Cattle Today

Cattle Today



MISSISSIPPI STATE -- Hurricane Katrina changed the way Mississippi crops leave the state, and a year later some producers are still dealing with the change.

Mississippi's port at Gulfport and the ports at New Orleans and Mobile served as the exit point for much of the state's crops. Katrina damaged each of these, wiping the Port of Gulfport clear of all its structures and temporarily closing the others. Nearly a year later, all are back in some level of operation, but Gulfport is still in the worst shape of the three.

The Port of New Orleans handled about half of the state's grain exports before Katrina. Much of the nation's grain came down the Mississippi River and was shipped out from this port. Steve Martin, agricultural economist with the Mississippi State University Extension Service operating from the Delta Research and Extension Center in Stoneville, estimated that those exports have regained most of their pre-Katrina status. “Grain shipments were backed up last fall after Katrina hit, so it took longer and cost more money, but shipments still traveled down the Mississippi River to be shipped from New Orleans,” Martin said. “The only real problem was the expense caused by the delay.”

Martin said the river system is running smoothly now to handle this fall's harvests, assuming river levels do not drop too much lower.

Poultry exporting, however, is radically different from before the storm. ike Pepper, president of the Mississippi Poultry Association, said the Port of Gulfport was vital to the state's poultry industry. “We depend on cold storage. Before Katrina destroyed the facilities there, we were able to drop off a trailer at the Port of Gulfport and have it unloaded and stored until the ships came in,” Pepper said. “Our product has to be in cold storage, and the facilities at Gulfport were completely wiped off the map.”

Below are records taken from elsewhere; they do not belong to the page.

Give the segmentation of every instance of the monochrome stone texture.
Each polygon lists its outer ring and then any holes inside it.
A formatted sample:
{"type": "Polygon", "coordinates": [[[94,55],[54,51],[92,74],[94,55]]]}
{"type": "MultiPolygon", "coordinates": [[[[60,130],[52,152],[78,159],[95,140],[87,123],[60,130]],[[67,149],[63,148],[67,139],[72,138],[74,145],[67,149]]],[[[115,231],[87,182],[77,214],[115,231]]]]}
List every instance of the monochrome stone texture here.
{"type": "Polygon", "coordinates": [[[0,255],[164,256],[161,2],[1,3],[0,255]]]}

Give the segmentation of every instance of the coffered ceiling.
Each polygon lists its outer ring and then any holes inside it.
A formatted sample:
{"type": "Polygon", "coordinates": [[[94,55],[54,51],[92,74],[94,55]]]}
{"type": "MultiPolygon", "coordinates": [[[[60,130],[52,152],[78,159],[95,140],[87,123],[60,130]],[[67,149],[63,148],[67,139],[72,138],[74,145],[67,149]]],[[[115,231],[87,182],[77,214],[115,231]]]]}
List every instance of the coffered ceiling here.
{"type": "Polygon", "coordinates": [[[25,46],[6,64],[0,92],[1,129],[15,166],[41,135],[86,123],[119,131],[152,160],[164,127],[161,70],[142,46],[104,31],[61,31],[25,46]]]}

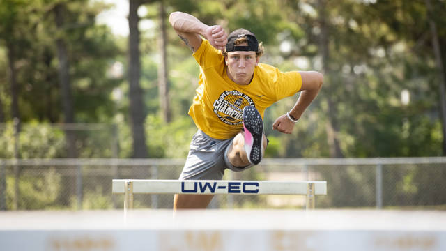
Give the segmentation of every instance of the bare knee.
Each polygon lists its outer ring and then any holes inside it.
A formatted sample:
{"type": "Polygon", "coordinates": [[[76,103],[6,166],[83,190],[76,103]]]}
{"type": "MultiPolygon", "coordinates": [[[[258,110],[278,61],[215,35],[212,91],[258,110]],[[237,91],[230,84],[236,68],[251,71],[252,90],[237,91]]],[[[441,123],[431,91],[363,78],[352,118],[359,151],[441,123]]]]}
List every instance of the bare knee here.
{"type": "Polygon", "coordinates": [[[175,195],[174,210],[205,209],[213,197],[213,195],[175,195]]]}

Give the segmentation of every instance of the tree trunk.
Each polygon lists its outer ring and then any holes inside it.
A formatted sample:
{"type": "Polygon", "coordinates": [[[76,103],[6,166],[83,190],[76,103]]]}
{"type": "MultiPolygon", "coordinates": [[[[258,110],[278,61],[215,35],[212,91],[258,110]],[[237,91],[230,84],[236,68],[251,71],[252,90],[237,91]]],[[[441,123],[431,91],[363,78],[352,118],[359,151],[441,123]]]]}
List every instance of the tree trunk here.
{"type": "MultiPolygon", "coordinates": [[[[58,4],[54,7],[54,15],[56,19],[56,26],[59,31],[63,29],[63,10],[64,6],[58,4]]],[[[63,33],[61,32],[60,33],[63,33]]],[[[61,85],[62,96],[62,107],[63,108],[64,123],[70,123],[75,122],[72,102],[71,98],[71,84],[70,82],[68,56],[67,47],[63,40],[63,37],[59,35],[57,38],[57,52],[59,59],[59,78],[61,85]]],[[[66,137],[68,143],[68,157],[76,158],[77,153],[76,151],[76,139],[73,131],[66,130],[66,137]]]]}
{"type": "Polygon", "coordinates": [[[5,112],[3,109],[1,97],[0,97],[0,123],[5,123],[5,112]]]}
{"type": "MultiPolygon", "coordinates": [[[[12,41],[6,43],[8,47],[8,61],[9,63],[9,77],[12,97],[11,119],[18,119],[20,121],[20,113],[19,111],[19,86],[17,82],[17,70],[15,70],[15,48],[12,41]]],[[[17,132],[20,131],[20,123],[17,127],[17,132]]]]}
{"type": "Polygon", "coordinates": [[[170,107],[169,102],[169,79],[167,77],[167,62],[166,56],[166,13],[164,1],[160,1],[160,31],[161,36],[158,40],[158,46],[161,53],[160,66],[158,67],[158,96],[160,107],[165,122],[171,121],[170,107]]]}
{"type": "Polygon", "coordinates": [[[138,0],[129,1],[128,24],[130,68],[128,78],[130,88],[130,118],[133,137],[133,158],[148,158],[144,132],[146,109],[142,100],[142,91],[139,86],[141,63],[139,59],[139,30],[138,29],[138,8],[141,2],[138,0]]]}
{"type": "Polygon", "coordinates": [[[437,33],[437,27],[433,19],[432,18],[433,8],[431,5],[430,0],[426,0],[426,5],[428,10],[428,18],[429,20],[429,26],[431,29],[431,35],[432,36],[432,47],[433,47],[433,54],[435,55],[435,62],[437,66],[438,75],[438,93],[440,95],[440,118],[441,119],[441,125],[443,134],[443,155],[446,155],[446,77],[445,77],[445,68],[443,60],[441,59],[441,50],[440,48],[440,43],[438,40],[438,35],[437,33]]]}
{"type": "MultiPolygon", "coordinates": [[[[330,54],[328,48],[328,27],[326,21],[326,0],[318,0],[319,10],[319,23],[321,25],[321,36],[319,50],[322,54],[322,62],[323,66],[323,73],[330,75],[330,68],[329,66],[330,54]]],[[[334,86],[330,83],[324,84],[323,89],[325,93],[332,93],[334,86]]],[[[337,109],[334,102],[330,95],[325,96],[327,98],[327,115],[328,121],[325,127],[327,131],[327,142],[330,148],[330,156],[332,158],[343,158],[344,155],[339,146],[339,141],[337,137],[339,129],[336,120],[337,109]]]]}

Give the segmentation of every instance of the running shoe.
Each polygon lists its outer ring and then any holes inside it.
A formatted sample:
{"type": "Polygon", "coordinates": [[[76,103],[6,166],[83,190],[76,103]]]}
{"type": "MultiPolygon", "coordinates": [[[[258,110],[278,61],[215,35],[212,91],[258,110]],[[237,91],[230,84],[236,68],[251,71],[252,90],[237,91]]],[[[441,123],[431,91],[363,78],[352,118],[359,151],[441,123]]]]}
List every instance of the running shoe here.
{"type": "Polygon", "coordinates": [[[243,108],[245,151],[248,160],[257,165],[262,160],[263,121],[257,109],[252,105],[243,108]]]}

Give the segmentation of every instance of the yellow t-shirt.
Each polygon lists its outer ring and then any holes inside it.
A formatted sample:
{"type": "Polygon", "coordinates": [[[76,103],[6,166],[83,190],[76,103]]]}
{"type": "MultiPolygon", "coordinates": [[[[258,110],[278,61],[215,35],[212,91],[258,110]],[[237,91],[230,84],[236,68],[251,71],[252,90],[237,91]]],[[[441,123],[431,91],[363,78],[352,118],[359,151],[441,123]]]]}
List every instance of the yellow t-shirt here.
{"type": "Polygon", "coordinates": [[[263,118],[266,108],[302,87],[298,72],[283,73],[264,63],[256,66],[249,84],[236,84],[228,77],[221,51],[206,39],[193,56],[200,65],[200,76],[189,115],[214,139],[228,139],[240,132],[246,105],[254,105],[263,118]]]}

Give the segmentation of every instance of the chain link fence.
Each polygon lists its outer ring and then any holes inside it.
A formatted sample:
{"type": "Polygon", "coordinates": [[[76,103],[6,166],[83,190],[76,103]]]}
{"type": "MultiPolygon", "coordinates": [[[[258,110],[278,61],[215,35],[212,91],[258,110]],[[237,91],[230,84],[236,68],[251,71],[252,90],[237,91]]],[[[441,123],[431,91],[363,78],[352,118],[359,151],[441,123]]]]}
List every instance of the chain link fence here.
{"type": "MultiPolygon", "coordinates": [[[[0,209],[122,208],[113,178],[177,179],[183,159],[0,159],[0,209]]],[[[228,180],[327,181],[317,208],[446,209],[446,158],[265,159],[228,180]]],[[[215,196],[213,208],[303,208],[304,196],[215,196]]],[[[135,208],[171,208],[173,195],[135,195],[135,208]]]]}

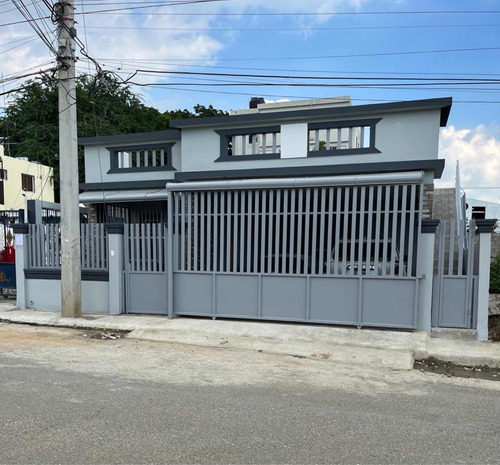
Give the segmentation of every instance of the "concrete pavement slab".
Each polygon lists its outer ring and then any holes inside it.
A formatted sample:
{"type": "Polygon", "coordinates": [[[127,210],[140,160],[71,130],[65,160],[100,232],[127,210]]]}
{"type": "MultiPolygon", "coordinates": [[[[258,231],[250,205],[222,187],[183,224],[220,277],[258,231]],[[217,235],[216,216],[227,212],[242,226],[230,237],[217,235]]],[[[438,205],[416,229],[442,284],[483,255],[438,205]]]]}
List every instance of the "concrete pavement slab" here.
{"type": "Polygon", "coordinates": [[[211,347],[232,347],[322,358],[340,363],[411,369],[429,356],[466,366],[500,367],[500,344],[430,338],[423,331],[356,329],[324,325],[175,318],[150,315],[83,315],[19,309],[0,303],[0,321],[80,329],[130,331],[127,337],[211,347]]]}

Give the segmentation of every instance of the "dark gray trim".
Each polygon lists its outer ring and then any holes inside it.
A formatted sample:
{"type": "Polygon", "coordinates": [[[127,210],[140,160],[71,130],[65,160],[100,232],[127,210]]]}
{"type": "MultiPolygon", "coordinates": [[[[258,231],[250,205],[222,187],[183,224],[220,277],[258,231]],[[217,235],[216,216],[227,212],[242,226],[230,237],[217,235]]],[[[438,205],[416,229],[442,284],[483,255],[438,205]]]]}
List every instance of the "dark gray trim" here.
{"type": "MultiPolygon", "coordinates": [[[[32,268],[24,270],[26,279],[61,279],[60,268],[32,268]]],[[[82,270],[82,281],[109,281],[108,270],[82,270]]]]}
{"type": "Polygon", "coordinates": [[[120,147],[106,147],[106,150],[109,151],[109,166],[110,169],[107,171],[107,174],[116,174],[116,173],[143,173],[147,171],[176,171],[176,169],[172,166],[172,147],[175,145],[175,142],[166,142],[161,143],[159,145],[124,145],[120,147]],[[145,166],[145,167],[131,167],[131,168],[119,168],[118,167],[118,152],[126,152],[128,150],[158,150],[163,149],[167,154],[167,164],[163,166],[145,166]]]}
{"type": "Polygon", "coordinates": [[[188,171],[175,173],[176,181],[203,181],[220,179],[252,179],[290,176],[327,176],[343,174],[390,173],[396,171],[432,170],[441,177],[444,160],[416,160],[382,163],[351,163],[318,166],[289,166],[284,168],[254,168],[240,170],[188,171]]]}
{"type": "Polygon", "coordinates": [[[441,220],[424,219],[420,231],[422,234],[434,234],[440,222],[441,220]]]}
{"type": "Polygon", "coordinates": [[[260,126],[238,129],[219,129],[215,131],[220,136],[251,136],[252,134],[268,134],[270,132],[281,132],[281,126],[260,126]]]}
{"type": "Polygon", "coordinates": [[[129,142],[150,142],[156,140],[180,139],[177,129],[167,131],[139,132],[134,134],[117,134],[115,136],[80,137],[79,145],[126,144],[129,142]]]}
{"type": "Polygon", "coordinates": [[[148,181],[84,182],[80,184],[80,189],[82,191],[112,191],[120,189],[164,188],[167,181],[174,182],[168,178],[148,181]]]}
{"type": "Polygon", "coordinates": [[[12,225],[14,234],[28,234],[29,228],[27,223],[18,223],[12,225]]]}
{"type": "Polygon", "coordinates": [[[221,155],[214,161],[219,163],[224,161],[279,160],[280,158],[280,153],[260,153],[258,155],[221,155]]]}
{"type": "Polygon", "coordinates": [[[485,219],[485,220],[474,220],[476,222],[477,231],[479,234],[482,233],[492,233],[495,229],[497,220],[485,219]]]}
{"type": "Polygon", "coordinates": [[[281,157],[279,152],[266,153],[258,155],[229,155],[228,137],[232,136],[251,136],[254,134],[272,134],[281,132],[281,126],[261,126],[254,128],[222,129],[215,131],[220,136],[220,156],[215,161],[252,161],[252,160],[272,160],[281,157]]]}
{"type": "MultiPolygon", "coordinates": [[[[370,135],[371,138],[371,135],[370,135]]],[[[359,149],[340,149],[340,150],[309,150],[308,157],[340,157],[343,155],[366,155],[369,153],[381,153],[375,147],[363,147],[359,149]]]]}
{"type": "Polygon", "coordinates": [[[423,100],[409,100],[391,103],[376,103],[370,105],[355,105],[334,108],[315,108],[311,110],[276,111],[269,113],[250,113],[246,115],[215,116],[210,118],[190,118],[171,121],[173,128],[194,128],[202,126],[229,126],[248,123],[287,122],[293,120],[306,120],[311,118],[336,118],[372,115],[376,113],[389,113],[397,111],[414,111],[440,109],[440,125],[446,126],[450,114],[452,98],[435,98],[423,100]]]}
{"type": "Polygon", "coordinates": [[[144,168],[110,168],[106,171],[106,174],[117,174],[117,173],[146,173],[148,171],[177,171],[172,165],[164,166],[146,166],[144,168]]]}
{"type": "MultiPolygon", "coordinates": [[[[367,119],[347,119],[337,121],[322,121],[321,123],[309,123],[307,129],[332,129],[332,128],[353,128],[356,126],[375,126],[382,118],[367,119]]],[[[371,136],[371,133],[370,133],[371,136]]]]}
{"type": "Polygon", "coordinates": [[[123,235],[124,226],[122,223],[106,223],[104,225],[108,234],[121,234],[123,235]]]}

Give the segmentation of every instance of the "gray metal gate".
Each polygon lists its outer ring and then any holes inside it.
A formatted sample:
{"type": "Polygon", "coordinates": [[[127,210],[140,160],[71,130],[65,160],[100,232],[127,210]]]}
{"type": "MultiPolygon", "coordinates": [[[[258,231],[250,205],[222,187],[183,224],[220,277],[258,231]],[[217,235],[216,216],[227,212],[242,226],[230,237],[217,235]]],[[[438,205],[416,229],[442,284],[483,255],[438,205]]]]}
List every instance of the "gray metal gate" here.
{"type": "Polygon", "coordinates": [[[474,328],[475,223],[443,220],[438,229],[432,326],[474,328]]]}
{"type": "Polygon", "coordinates": [[[162,223],[124,225],[127,313],[167,313],[165,238],[162,223]]]}
{"type": "Polygon", "coordinates": [[[420,182],[172,191],[175,314],[416,326],[420,182]]]}

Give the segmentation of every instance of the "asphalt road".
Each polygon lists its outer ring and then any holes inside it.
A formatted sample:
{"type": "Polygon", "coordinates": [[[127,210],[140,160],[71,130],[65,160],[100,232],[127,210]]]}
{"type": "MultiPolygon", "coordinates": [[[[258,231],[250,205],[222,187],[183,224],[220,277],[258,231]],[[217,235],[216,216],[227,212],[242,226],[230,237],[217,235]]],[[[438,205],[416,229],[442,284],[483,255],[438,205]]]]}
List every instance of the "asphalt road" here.
{"type": "Polygon", "coordinates": [[[0,324],[0,463],[499,463],[500,383],[0,324]]]}

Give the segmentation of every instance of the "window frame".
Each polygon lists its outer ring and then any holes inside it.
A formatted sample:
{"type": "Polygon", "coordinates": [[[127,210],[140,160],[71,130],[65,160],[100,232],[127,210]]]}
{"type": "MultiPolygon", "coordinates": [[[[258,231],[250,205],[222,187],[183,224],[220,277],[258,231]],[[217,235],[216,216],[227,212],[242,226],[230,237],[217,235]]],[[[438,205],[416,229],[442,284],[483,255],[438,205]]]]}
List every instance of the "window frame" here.
{"type": "Polygon", "coordinates": [[[342,120],[342,121],[325,121],[320,123],[309,123],[307,125],[307,156],[308,157],[327,157],[331,155],[363,155],[369,153],[381,153],[375,147],[375,126],[382,118],[357,119],[357,120],[342,120]],[[309,148],[309,133],[316,129],[339,129],[339,128],[355,128],[366,127],[370,128],[370,145],[369,147],[360,147],[353,149],[335,149],[335,150],[310,150],[309,148]]]}
{"type": "Polygon", "coordinates": [[[219,129],[215,132],[220,137],[220,156],[215,161],[251,161],[251,160],[277,160],[281,158],[281,144],[280,151],[274,153],[260,153],[256,155],[229,155],[228,151],[228,138],[234,136],[253,136],[258,134],[281,134],[281,126],[260,126],[251,128],[237,128],[237,129],[219,129]]]}
{"type": "Polygon", "coordinates": [[[21,190],[23,190],[25,192],[35,192],[35,176],[33,176],[32,174],[28,174],[28,173],[21,173],[21,190]],[[31,189],[26,189],[24,187],[24,180],[25,179],[29,179],[30,184],[31,184],[31,189]]]}
{"type": "Polygon", "coordinates": [[[121,147],[106,147],[109,151],[109,170],[107,174],[116,173],[144,173],[147,171],[177,171],[172,165],[172,147],[175,142],[162,142],[158,145],[156,144],[146,144],[146,145],[125,145],[121,147]],[[167,163],[163,166],[132,166],[130,168],[119,168],[118,167],[118,153],[127,152],[133,150],[165,150],[167,155],[167,163]]]}

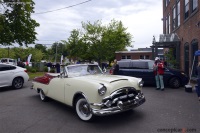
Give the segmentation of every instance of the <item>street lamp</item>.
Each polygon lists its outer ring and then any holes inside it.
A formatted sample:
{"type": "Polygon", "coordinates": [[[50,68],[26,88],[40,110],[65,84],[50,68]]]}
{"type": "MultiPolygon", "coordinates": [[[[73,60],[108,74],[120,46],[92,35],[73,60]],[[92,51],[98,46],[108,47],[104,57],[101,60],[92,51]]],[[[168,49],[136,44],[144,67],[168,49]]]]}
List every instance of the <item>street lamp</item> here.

Poultry companies have coped with the destruction by moving their shipments mostly out of New Orleans. Pepper said the Port of Gulfport intends to rebuild their cold storage facilities bigger and better than before, but are awaiting final insurance and Federal Emergency Management Agency settlements.

“The key is getting a state-of-the-art facility,” Pepper said. “Our goal is to have modern facilities with blast freezers. That's what the competition has in Mobile and New Orleans, and they are working to make sure they can have it in Gulfport, too.” Pepper said ports from Houston to Jacksonville, Fla. absorbed the poultry export traffic that had gone through Gulfport, but authorities are confident they can regain that business once they overcome their obstacles and rebuild.

“I think they are very confidant they can regain the business they had prior to the hurricane and get even more,” Pepper said.

In a May press release, the Mississippi State Port Authority announced the completion of a 105,000-square-foot warehouse. The port intends to add almost 300,000 square feet of additional warehouse space by mid-2008. The port handled more than 2 million tons of cargo in 2005 and has set a goal of exceeding that tonnage in 2006.